Next step I'm implementing matrix * matrix for large matrices with .NET 7 SIMD, starting to be 30-40% faster than Tensorflow, which is 😎 but I'm still 30-40% slower than MKL! 😅
Not that bad for a first try, but I will have to dig further if 1) I can optimize things further with some fancy AVX2 instructions, 2) If I can improve cache locality usage when going //
I have been trying to tweak my vectorize/multithreaded code of matrix * matrix multiplication (tiling/notiling, trying to maximize more the cache usage), but no matter what, I'm not able to achieve the performance of MKL... not sure what kind of black magic they are using but it's super intriguing/frustrating! 🤔
@xoofx there are so many tricks in big matrix multiplication to avoid recomputing numbers - could it be that? I’ve read a few papers over the years and it blew my mind heh!

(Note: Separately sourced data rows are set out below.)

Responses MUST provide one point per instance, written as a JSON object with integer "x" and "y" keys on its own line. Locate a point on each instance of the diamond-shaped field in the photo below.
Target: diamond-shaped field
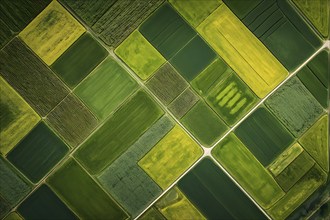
{"x": 164, "y": 109}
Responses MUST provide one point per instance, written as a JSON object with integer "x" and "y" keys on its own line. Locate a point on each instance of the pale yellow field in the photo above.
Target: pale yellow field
{"x": 17, "y": 117}
{"x": 244, "y": 53}
{"x": 174, "y": 154}
{"x": 175, "y": 205}
{"x": 52, "y": 32}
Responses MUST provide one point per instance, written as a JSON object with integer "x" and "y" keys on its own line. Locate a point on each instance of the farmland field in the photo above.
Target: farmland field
{"x": 204, "y": 124}
{"x": 244, "y": 53}
{"x": 167, "y": 31}
{"x": 87, "y": 200}
{"x": 119, "y": 132}
{"x": 166, "y": 84}
{"x": 52, "y": 32}
{"x": 15, "y": 15}
{"x": 174, "y": 154}
{"x": 214, "y": 194}
{"x": 124, "y": 176}
{"x": 139, "y": 55}
{"x": 79, "y": 60}
{"x": 195, "y": 11}
{"x": 38, "y": 153}
{"x": 315, "y": 142}
{"x": 30, "y": 77}
{"x": 106, "y": 88}
{"x": 263, "y": 135}
{"x": 44, "y": 203}
{"x": 175, "y": 205}
{"x": 246, "y": 169}
{"x": 16, "y": 117}
{"x": 294, "y": 106}
{"x": 72, "y": 120}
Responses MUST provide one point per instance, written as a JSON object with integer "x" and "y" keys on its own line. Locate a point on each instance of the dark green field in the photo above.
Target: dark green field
{"x": 214, "y": 194}
{"x": 44, "y": 204}
{"x": 193, "y": 58}
{"x": 79, "y": 60}
{"x": 72, "y": 120}
{"x": 263, "y": 135}
{"x": 167, "y": 31}
{"x": 119, "y": 132}
{"x": 77, "y": 189}
{"x": 167, "y": 84}
{"x": 204, "y": 124}
{"x": 38, "y": 152}
{"x": 30, "y": 77}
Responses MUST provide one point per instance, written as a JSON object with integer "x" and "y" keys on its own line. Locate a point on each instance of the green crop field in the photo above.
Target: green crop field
{"x": 119, "y": 132}
{"x": 44, "y": 203}
{"x": 30, "y": 77}
{"x": 245, "y": 168}
{"x": 38, "y": 152}
{"x": 204, "y": 124}
{"x": 162, "y": 163}
{"x": 64, "y": 182}
{"x": 164, "y": 109}
{"x": 106, "y": 88}
{"x": 72, "y": 120}
{"x": 16, "y": 117}
{"x": 79, "y": 60}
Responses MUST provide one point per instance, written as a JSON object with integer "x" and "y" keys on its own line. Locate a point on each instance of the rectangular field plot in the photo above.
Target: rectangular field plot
{"x": 106, "y": 88}
{"x": 30, "y": 77}
{"x": 166, "y": 84}
{"x": 167, "y": 31}
{"x": 174, "y": 154}
{"x": 195, "y": 11}
{"x": 214, "y": 194}
{"x": 294, "y": 106}
{"x": 112, "y": 20}
{"x": 88, "y": 200}
{"x": 298, "y": 193}
{"x": 79, "y": 60}
{"x": 246, "y": 169}
{"x": 140, "y": 55}
{"x": 244, "y": 53}
{"x": 72, "y": 120}
{"x": 44, "y": 204}
{"x": 204, "y": 124}
{"x": 38, "y": 153}
{"x": 52, "y": 32}
{"x": 119, "y": 132}
{"x": 16, "y": 117}
{"x": 175, "y": 205}
{"x": 126, "y": 181}
{"x": 15, "y": 15}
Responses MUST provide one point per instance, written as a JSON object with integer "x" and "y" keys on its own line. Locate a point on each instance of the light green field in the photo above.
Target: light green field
{"x": 285, "y": 158}
{"x": 315, "y": 142}
{"x": 195, "y": 11}
{"x": 175, "y": 205}
{"x": 317, "y": 11}
{"x": 140, "y": 55}
{"x": 170, "y": 157}
{"x": 244, "y": 53}
{"x": 52, "y": 32}
{"x": 16, "y": 117}
{"x": 106, "y": 88}
{"x": 298, "y": 193}
{"x": 248, "y": 171}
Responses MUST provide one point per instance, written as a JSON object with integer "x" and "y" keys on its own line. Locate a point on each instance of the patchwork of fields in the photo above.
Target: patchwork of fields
{"x": 164, "y": 109}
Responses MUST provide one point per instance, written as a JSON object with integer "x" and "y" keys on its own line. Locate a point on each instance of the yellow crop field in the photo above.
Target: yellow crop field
{"x": 174, "y": 154}
{"x": 52, "y": 32}
{"x": 17, "y": 117}
{"x": 244, "y": 53}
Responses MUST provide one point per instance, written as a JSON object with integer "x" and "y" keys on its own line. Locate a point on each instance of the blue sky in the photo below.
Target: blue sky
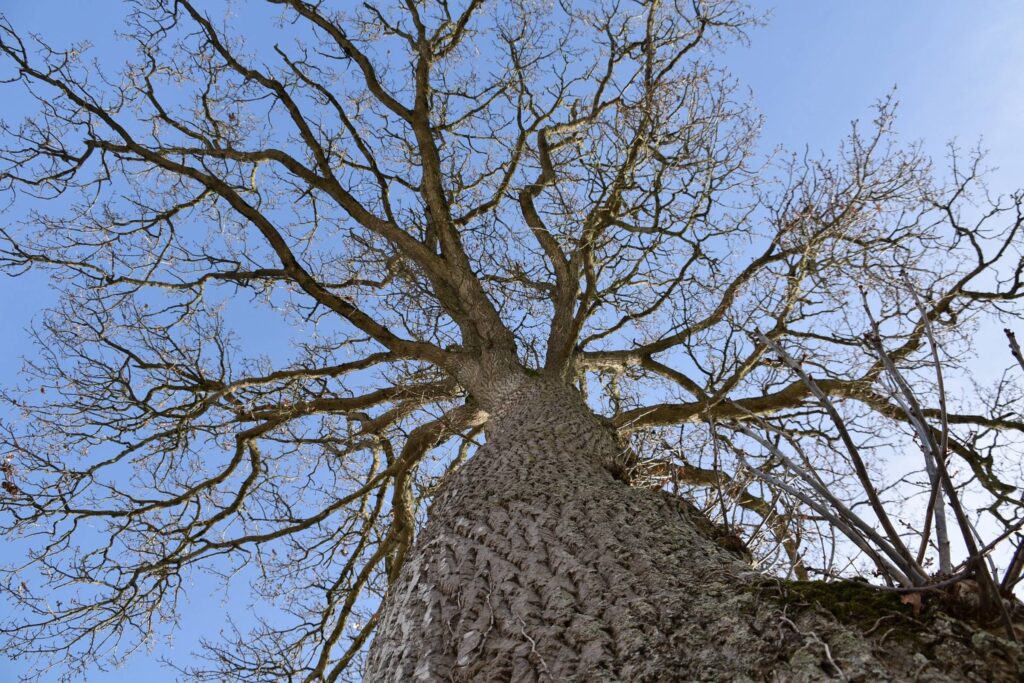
{"x": 957, "y": 67}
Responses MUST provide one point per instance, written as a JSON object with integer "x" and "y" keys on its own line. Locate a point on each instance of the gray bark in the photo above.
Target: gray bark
{"x": 538, "y": 563}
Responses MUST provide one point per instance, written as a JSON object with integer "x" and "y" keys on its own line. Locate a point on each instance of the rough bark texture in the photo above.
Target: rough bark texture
{"x": 539, "y": 564}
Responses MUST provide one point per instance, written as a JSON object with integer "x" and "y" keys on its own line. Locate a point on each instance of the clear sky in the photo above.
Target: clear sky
{"x": 957, "y": 67}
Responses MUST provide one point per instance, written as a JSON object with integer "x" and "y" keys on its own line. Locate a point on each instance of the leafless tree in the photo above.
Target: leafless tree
{"x": 425, "y": 319}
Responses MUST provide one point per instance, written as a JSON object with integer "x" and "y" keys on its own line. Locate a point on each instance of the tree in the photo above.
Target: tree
{"x": 536, "y": 282}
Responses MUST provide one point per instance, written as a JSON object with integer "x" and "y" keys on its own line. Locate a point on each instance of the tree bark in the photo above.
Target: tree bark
{"x": 540, "y": 563}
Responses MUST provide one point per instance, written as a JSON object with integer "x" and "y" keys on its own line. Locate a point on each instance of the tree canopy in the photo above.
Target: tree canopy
{"x": 287, "y": 271}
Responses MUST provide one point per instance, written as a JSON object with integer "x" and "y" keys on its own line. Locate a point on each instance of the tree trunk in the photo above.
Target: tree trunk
{"x": 538, "y": 563}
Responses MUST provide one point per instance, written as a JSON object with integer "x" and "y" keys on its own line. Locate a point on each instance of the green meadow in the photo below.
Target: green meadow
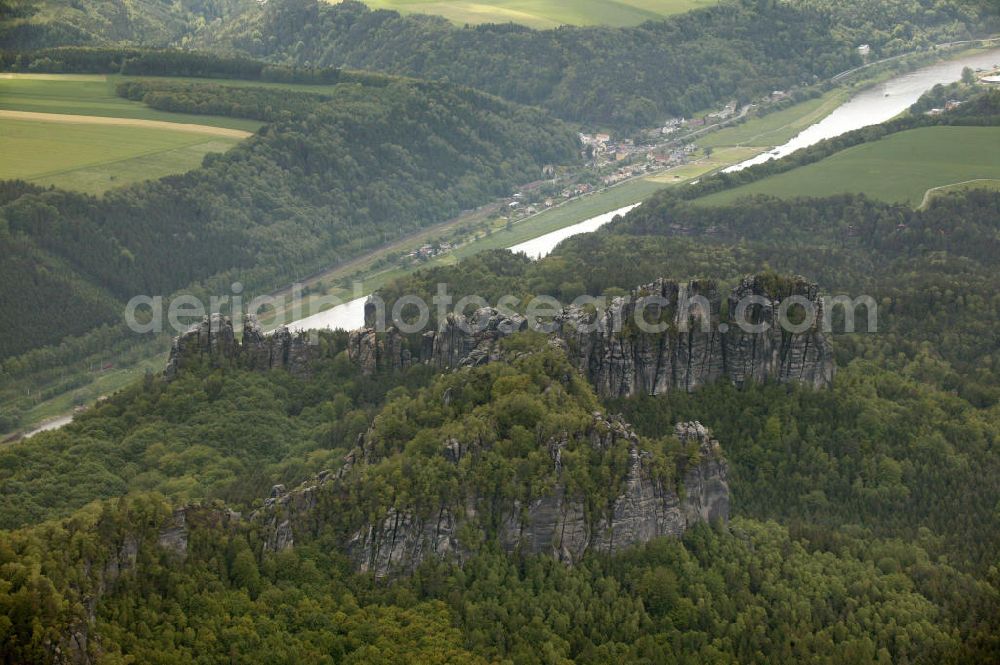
{"x": 84, "y": 94}
{"x": 779, "y": 127}
{"x": 900, "y": 168}
{"x": 545, "y": 13}
{"x": 93, "y": 158}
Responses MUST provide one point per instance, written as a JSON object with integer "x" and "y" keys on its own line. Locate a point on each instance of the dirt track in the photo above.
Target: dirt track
{"x": 125, "y": 122}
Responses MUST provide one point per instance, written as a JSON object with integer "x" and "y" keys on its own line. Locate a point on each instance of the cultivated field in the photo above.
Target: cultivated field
{"x": 545, "y": 13}
{"x": 73, "y": 132}
{"x": 900, "y": 168}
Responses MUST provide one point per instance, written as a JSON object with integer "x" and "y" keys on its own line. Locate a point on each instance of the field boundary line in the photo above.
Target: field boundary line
{"x": 64, "y": 118}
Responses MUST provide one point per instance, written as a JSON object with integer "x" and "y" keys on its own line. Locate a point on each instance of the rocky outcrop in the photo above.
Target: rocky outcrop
{"x": 461, "y": 342}
{"x": 214, "y": 341}
{"x": 665, "y": 336}
{"x": 556, "y": 524}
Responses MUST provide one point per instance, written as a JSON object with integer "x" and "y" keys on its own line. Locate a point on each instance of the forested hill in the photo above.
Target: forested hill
{"x": 865, "y": 522}
{"x": 624, "y": 77}
{"x": 331, "y": 175}
{"x": 30, "y": 24}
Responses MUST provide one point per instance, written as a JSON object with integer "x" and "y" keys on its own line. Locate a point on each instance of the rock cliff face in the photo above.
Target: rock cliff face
{"x": 214, "y": 341}
{"x": 687, "y": 341}
{"x": 557, "y": 523}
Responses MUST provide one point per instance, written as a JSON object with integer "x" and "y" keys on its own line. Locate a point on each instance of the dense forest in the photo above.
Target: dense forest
{"x": 27, "y": 24}
{"x": 331, "y": 175}
{"x": 864, "y": 517}
{"x": 623, "y": 77}
{"x": 865, "y": 525}
{"x": 615, "y": 77}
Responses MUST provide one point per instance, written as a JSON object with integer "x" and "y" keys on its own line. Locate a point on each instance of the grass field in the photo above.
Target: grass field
{"x": 95, "y": 158}
{"x": 719, "y": 159}
{"x": 72, "y": 153}
{"x": 545, "y": 13}
{"x": 779, "y": 127}
{"x": 900, "y": 168}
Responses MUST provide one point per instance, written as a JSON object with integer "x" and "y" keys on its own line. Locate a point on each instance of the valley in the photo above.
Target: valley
{"x": 714, "y": 377}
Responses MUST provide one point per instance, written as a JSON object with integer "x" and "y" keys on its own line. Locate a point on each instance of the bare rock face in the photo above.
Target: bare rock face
{"x": 556, "y": 524}
{"x": 461, "y": 342}
{"x": 686, "y": 341}
{"x": 214, "y": 341}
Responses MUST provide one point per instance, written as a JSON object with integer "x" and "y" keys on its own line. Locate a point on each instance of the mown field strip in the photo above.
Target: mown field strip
{"x": 64, "y": 118}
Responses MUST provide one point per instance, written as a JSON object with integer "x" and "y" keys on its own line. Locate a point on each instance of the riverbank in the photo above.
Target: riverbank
{"x": 480, "y": 230}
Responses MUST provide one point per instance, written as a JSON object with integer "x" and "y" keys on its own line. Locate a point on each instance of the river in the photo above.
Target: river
{"x": 869, "y": 107}
{"x": 878, "y": 104}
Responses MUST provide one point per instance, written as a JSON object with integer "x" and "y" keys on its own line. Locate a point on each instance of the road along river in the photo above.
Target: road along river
{"x": 869, "y": 107}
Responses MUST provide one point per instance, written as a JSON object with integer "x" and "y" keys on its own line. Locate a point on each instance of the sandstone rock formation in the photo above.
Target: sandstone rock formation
{"x": 688, "y": 341}
{"x": 214, "y": 341}
{"x": 555, "y": 524}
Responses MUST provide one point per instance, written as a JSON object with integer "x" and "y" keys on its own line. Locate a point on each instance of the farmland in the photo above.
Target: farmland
{"x": 75, "y": 133}
{"x": 900, "y": 168}
{"x": 545, "y": 13}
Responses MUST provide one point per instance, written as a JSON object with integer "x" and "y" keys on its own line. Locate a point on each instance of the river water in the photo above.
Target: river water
{"x": 878, "y": 104}
{"x": 869, "y": 107}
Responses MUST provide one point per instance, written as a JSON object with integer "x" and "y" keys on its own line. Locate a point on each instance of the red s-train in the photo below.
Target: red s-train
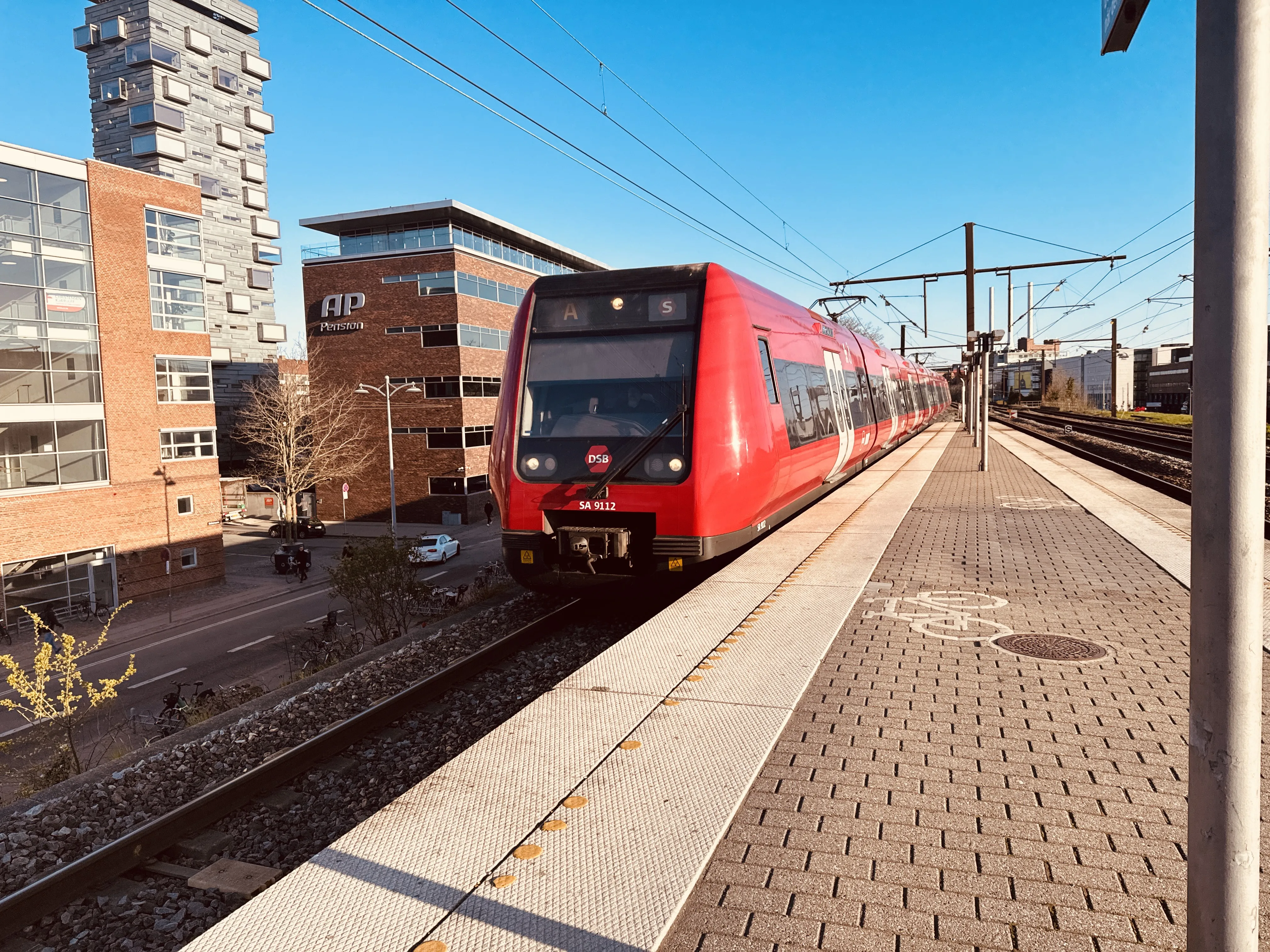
{"x": 661, "y": 417}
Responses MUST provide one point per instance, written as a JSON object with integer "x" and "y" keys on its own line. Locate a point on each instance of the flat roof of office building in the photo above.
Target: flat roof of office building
{"x": 461, "y": 215}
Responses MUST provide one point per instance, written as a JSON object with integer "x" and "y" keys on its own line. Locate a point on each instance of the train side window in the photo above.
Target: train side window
{"x": 765, "y": 359}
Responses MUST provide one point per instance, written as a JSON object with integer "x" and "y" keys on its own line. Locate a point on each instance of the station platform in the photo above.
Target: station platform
{"x": 843, "y": 740}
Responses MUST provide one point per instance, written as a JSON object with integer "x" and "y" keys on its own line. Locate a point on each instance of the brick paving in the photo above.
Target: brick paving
{"x": 944, "y": 794}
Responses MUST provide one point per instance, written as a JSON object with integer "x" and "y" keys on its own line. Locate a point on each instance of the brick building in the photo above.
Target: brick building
{"x": 423, "y": 295}
{"x": 177, "y": 91}
{"x": 93, "y": 398}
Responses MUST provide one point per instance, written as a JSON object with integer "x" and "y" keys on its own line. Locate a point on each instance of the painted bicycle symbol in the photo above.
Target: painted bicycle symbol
{"x": 945, "y": 615}
{"x": 1036, "y": 503}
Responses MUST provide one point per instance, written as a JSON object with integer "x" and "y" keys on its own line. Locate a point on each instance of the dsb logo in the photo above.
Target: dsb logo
{"x": 599, "y": 459}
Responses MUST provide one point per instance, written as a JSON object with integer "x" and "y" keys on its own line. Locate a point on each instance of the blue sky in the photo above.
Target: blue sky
{"x": 867, "y": 130}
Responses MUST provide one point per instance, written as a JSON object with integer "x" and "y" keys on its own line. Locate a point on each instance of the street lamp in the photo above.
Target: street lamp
{"x": 167, "y": 482}
{"x": 983, "y": 342}
{"x": 386, "y": 391}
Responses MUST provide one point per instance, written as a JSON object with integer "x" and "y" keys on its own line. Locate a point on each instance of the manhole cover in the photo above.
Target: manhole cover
{"x": 1052, "y": 648}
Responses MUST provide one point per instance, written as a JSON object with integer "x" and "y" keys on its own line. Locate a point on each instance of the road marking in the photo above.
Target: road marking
{"x": 248, "y": 644}
{"x": 141, "y": 685}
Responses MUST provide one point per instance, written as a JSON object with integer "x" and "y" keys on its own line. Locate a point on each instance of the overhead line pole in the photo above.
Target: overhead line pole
{"x": 970, "y": 277}
{"x": 1233, "y": 218}
{"x": 971, "y": 271}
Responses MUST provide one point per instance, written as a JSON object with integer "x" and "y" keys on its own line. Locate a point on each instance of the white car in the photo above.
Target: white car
{"x": 435, "y": 549}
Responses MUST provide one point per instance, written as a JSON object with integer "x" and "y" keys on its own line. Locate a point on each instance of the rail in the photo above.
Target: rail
{"x": 139, "y": 846}
{"x": 1170, "y": 489}
{"x": 1153, "y": 441}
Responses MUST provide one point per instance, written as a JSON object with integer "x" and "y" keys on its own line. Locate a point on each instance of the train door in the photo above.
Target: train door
{"x": 841, "y": 411}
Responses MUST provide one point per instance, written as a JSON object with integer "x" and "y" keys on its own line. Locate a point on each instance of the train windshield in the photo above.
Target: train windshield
{"x": 600, "y": 377}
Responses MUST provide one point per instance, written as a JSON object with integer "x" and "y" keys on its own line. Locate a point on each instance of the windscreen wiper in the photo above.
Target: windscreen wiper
{"x": 638, "y": 454}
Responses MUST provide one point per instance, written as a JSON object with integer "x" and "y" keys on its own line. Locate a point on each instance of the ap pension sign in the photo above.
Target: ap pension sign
{"x": 1121, "y": 20}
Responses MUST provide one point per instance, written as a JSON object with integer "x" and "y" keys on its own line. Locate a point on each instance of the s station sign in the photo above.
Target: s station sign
{"x": 1121, "y": 20}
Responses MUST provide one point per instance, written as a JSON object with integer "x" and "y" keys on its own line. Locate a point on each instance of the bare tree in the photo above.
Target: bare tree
{"x": 300, "y": 434}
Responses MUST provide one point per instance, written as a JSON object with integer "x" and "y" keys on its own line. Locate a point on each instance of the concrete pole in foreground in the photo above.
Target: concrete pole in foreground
{"x": 975, "y": 403}
{"x": 1233, "y": 218}
{"x": 987, "y": 384}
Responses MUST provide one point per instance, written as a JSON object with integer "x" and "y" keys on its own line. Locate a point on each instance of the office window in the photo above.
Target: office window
{"x": 173, "y": 235}
{"x": 177, "y": 303}
{"x": 225, "y": 81}
{"x": 441, "y": 388}
{"x": 187, "y": 445}
{"x": 159, "y": 144}
{"x": 487, "y": 338}
{"x": 115, "y": 91}
{"x": 482, "y": 386}
{"x": 478, "y": 437}
{"x": 48, "y": 455}
{"x": 158, "y": 115}
{"x": 440, "y": 336}
{"x": 150, "y": 53}
{"x": 445, "y": 437}
{"x": 183, "y": 380}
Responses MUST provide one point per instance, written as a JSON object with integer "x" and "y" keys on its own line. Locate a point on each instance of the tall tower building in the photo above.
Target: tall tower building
{"x": 177, "y": 89}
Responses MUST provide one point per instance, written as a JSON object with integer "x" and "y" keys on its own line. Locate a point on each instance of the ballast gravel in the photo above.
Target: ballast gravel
{"x": 166, "y": 913}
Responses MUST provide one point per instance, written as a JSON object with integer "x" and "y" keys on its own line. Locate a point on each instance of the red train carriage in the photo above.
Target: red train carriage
{"x": 661, "y": 417}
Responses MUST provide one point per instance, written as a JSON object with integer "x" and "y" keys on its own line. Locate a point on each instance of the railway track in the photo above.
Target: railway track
{"x": 1169, "y": 445}
{"x": 1168, "y": 428}
{"x": 1085, "y": 452}
{"x": 141, "y": 845}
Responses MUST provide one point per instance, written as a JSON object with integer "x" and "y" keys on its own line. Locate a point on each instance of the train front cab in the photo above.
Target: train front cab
{"x": 781, "y": 405}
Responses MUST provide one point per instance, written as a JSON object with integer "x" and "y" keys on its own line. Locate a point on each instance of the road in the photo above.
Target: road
{"x": 234, "y": 640}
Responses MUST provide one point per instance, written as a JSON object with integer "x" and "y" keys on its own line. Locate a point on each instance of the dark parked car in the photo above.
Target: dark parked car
{"x": 305, "y": 527}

@neilhenning Yeah, but I have not seen anybody using them for practical BLAS implementations (and unlikely MKL), as they come with lots of constraints that are not suitable for e.g SIMD register pressure.

I really don't know what they are doing. It is quite sad also that it is a closed source library as we can't replicate/learn from it.

@xoofx If you have a sampling profiler, it'll probably point you to the main loop in the binary that you're interested in pretty quickly. There's at least a chance it's written in assembly, so you might not be missing much? Not sure, but that's how I'd try to learn from it.

(And IANAL, but I suspect "replicating" is a grey area, regardless of whether or not it's open source.)

@dougall @xoofx It might also be worth looking at CPU perf counters if that’s possible with .NET processes and compare to MKL’s figures. At minimum it’ll point you towards areas where you can still make significant improvements.